菊地 キープすればいいところで平気でシュートを打ってしまったり、つなげるところでバーンとクリアして相手のキックインにしてしまったり。

  ゲームについては小池さんの言うように府中がバンバン3点決めて、前半で勝負あったかと思われたんですが。

菊地 (中村)恭平さんいわく、「フットサルでは3点差はセーフティーではない」と。後半の府中は、マグのプレスにハマってカウンターで攻め込まれた。

  プレスの回避は練習でも相当やってると思うんです。サインプレーと同じくらい。だけど、慌てるとボールを押し付け合って、最後尾の選手が孤立してしまってガーッとやられてしまう。

菊地 1つ思ったのは、最近のプレスのやり方はゾーンディフェンスが主流でしょ? でもプレスを回避する方法は、相手がマンツーマンで来ることを前提にしているのが多いと思うんだ。自分が前に抜けていけば相手がついてきてスペースができるだろうと。そう思ったら、相手はゾーンだからついてこない。だからボールを持っている選手がプレッシャーを受けて、結局前に蹴り出すということになる。そうなったときに、例えば相手と相手の間の微妙な位置で止まってパスをもらい直すとか、そういう工夫がないんだよな。
  でも、上からだとそれがわかるんだけど、実際にピッチに立っていると、相当視界を動かしながらやっているし、思い切り走っているから体も頭もパンパンで、なかなか冷静になれない。だから1つの考え方として、動き方を決めてしまうというのがあるんだけど……。

  1人退場者を出しながらも、同点に追い付いたマグの粘り強さはさすがとしか言いようがない。
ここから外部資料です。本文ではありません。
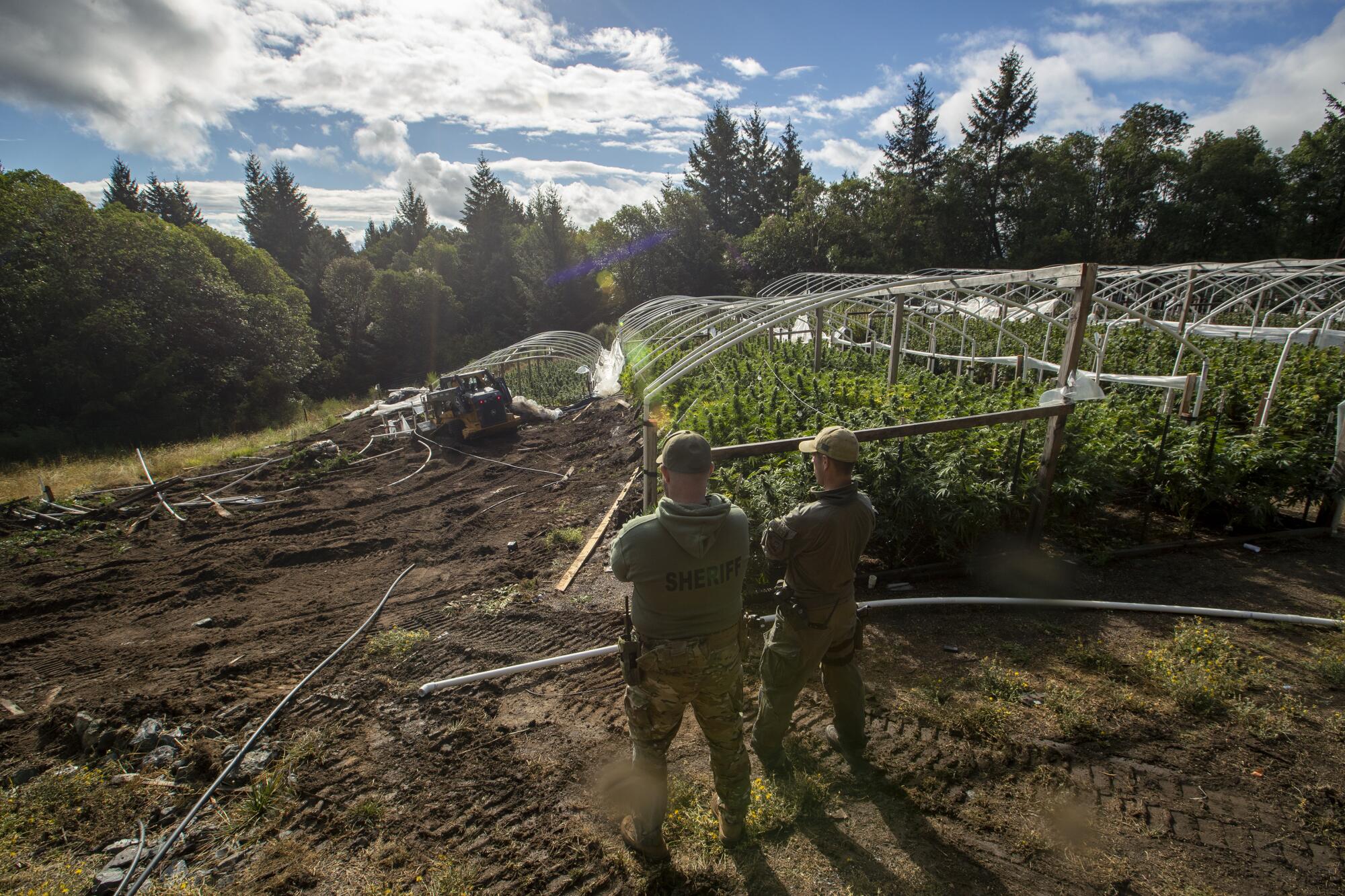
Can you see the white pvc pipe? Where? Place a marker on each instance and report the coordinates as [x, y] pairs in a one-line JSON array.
[[1040, 603], [430, 688]]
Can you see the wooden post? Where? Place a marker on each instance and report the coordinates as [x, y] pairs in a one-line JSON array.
[[1187, 395], [898, 325], [650, 459], [1339, 471], [817, 341], [1056, 427], [1182, 331]]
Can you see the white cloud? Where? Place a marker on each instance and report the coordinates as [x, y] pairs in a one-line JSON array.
[[649, 52], [1112, 56], [159, 76], [384, 140], [151, 77], [849, 155], [588, 202], [321, 157], [748, 68], [348, 210], [722, 91], [1284, 95], [590, 189], [1066, 100]]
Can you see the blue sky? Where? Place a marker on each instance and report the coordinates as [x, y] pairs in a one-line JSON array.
[[601, 97]]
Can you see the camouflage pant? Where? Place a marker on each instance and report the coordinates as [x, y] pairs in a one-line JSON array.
[[789, 658], [673, 676]]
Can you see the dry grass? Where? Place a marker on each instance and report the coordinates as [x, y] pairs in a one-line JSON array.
[[80, 473]]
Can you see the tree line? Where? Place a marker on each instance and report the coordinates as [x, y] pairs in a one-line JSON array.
[[137, 322]]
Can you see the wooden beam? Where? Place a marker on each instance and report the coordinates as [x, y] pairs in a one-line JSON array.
[[598, 533], [1187, 395], [898, 323], [649, 459], [817, 341], [1056, 428], [900, 431]]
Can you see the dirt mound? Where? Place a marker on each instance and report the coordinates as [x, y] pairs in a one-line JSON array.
[[496, 787]]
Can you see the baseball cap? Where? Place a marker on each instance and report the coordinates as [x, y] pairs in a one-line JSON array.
[[837, 443], [687, 451]]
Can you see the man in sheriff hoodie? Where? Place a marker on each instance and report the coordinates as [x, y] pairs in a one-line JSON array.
[[821, 544], [687, 561]]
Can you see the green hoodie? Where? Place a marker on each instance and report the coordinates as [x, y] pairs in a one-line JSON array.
[[688, 563]]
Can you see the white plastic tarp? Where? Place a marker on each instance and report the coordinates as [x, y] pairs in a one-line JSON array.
[[607, 378]]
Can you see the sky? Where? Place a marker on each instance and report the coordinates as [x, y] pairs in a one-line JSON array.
[[602, 99]]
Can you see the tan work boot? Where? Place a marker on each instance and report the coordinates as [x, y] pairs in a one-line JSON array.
[[656, 849], [730, 831]]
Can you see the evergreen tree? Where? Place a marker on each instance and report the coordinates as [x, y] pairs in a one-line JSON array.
[[790, 169], [1141, 161], [759, 173], [492, 302], [718, 173], [181, 210], [915, 147], [122, 188], [276, 213], [1000, 114], [157, 198], [412, 218]]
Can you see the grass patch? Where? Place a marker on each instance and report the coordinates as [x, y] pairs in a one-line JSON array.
[[395, 643], [449, 876], [1078, 716], [1330, 661], [1001, 682], [1093, 655], [50, 825], [368, 813], [568, 537], [77, 473], [1200, 667], [775, 803]]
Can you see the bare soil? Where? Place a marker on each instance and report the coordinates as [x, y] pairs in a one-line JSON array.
[[1105, 786]]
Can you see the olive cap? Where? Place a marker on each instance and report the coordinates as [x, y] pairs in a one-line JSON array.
[[837, 443], [687, 451]]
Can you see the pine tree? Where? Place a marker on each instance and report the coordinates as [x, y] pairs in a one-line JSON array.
[[155, 200], [1000, 114], [789, 170], [915, 147], [178, 208], [718, 171], [276, 213], [759, 169], [412, 217], [122, 188], [492, 217]]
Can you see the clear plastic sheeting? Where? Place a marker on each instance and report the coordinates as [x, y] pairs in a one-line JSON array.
[[415, 405], [607, 372], [529, 408]]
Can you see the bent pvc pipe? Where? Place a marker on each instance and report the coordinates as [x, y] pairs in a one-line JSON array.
[[430, 688], [1042, 603]]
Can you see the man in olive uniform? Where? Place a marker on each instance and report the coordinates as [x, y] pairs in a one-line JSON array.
[[687, 561], [820, 542]]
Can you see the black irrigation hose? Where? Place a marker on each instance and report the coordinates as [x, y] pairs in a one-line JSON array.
[[247, 747], [135, 861]]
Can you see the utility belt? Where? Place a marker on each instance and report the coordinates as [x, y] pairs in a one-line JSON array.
[[797, 614], [634, 645]]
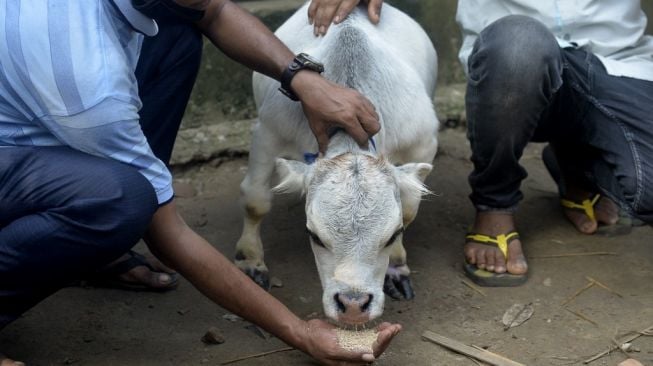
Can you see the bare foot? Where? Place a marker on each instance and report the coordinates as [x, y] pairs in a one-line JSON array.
[[605, 210], [490, 258], [5, 361]]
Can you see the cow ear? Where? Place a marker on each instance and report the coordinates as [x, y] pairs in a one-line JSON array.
[[292, 176], [410, 177]]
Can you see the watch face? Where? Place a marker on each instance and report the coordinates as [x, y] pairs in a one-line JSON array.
[[309, 62]]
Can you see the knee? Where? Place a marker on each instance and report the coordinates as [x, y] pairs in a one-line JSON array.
[[187, 42], [515, 45], [127, 202]]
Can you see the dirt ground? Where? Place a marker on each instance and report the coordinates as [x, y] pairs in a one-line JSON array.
[[90, 326]]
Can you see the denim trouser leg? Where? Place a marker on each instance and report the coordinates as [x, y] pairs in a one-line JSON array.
[[522, 87], [605, 132], [166, 73], [514, 72], [63, 214]]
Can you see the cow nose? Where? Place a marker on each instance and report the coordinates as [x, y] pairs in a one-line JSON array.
[[353, 302]]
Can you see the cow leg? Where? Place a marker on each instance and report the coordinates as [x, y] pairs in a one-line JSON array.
[[397, 279], [256, 201]]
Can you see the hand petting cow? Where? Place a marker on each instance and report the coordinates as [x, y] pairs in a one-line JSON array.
[[358, 201]]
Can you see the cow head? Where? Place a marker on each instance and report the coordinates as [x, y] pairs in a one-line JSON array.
[[353, 217]]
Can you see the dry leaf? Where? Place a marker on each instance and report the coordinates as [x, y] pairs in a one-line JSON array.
[[516, 315]]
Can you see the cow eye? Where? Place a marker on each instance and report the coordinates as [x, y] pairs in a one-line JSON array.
[[315, 238], [394, 237]]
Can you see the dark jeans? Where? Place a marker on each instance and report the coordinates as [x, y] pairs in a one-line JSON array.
[[63, 213], [523, 87]]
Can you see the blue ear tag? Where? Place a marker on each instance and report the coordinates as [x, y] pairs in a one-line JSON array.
[[309, 158]]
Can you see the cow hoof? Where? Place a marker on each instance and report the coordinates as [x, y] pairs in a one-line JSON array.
[[398, 287], [260, 277]]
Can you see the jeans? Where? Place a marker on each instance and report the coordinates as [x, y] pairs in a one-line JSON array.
[[64, 213], [523, 87]]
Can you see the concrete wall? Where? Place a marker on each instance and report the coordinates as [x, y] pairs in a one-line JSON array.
[[223, 90]]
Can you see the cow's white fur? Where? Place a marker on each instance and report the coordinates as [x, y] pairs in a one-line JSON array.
[[355, 199]]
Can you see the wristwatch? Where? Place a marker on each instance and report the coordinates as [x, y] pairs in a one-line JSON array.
[[301, 62]]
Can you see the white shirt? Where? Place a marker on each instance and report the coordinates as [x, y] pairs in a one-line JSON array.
[[613, 30], [67, 78]]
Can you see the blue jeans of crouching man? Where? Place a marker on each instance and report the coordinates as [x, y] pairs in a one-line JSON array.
[[63, 213], [523, 87]]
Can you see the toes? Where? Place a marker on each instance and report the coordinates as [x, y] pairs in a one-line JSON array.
[[489, 259], [480, 258], [470, 254]]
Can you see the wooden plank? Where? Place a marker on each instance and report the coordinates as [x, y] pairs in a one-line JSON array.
[[477, 353]]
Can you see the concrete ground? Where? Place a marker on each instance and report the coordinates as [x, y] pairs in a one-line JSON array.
[[91, 326]]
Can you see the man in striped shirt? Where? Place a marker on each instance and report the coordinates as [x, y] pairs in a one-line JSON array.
[[81, 180]]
菊地 オレが感動したのはマグの1点目だね。CKからの⑩岸本のトーキック。アレは他の試合でもやってたんだけど、ニアの位置から後ろに下がってボールをもらう。そこからだと打たれないと思うから、相手もあんまりついてこない。そこで止めてすぐ打つわけ。体勢的には苦しいんだけど、練習しているんでしょう。枠に行くよね。GKもタイミングが全然合わなくて、すごく芸術的なプレーだったと思う。

  ⑩岸本はパンチ力がそんなにある選手ではないから、タイミングを外して打つシュートを研究しているんだと思う。
  試合は後半もつれにもつれて、最後は延長までいって決着した。フットサルの面白さの1つが最後のドタバタ。タイムアップまでどっちに転ぶかわからないというスリリングさ。前半で席を立った人はそれを知らなかったのか、よっぽどゲームがつまらなかったのか(笑)。

菊地 残り1分でも油断できないよね。1分で大変なことになるときもあるから。ウソッーみたいな(笑)。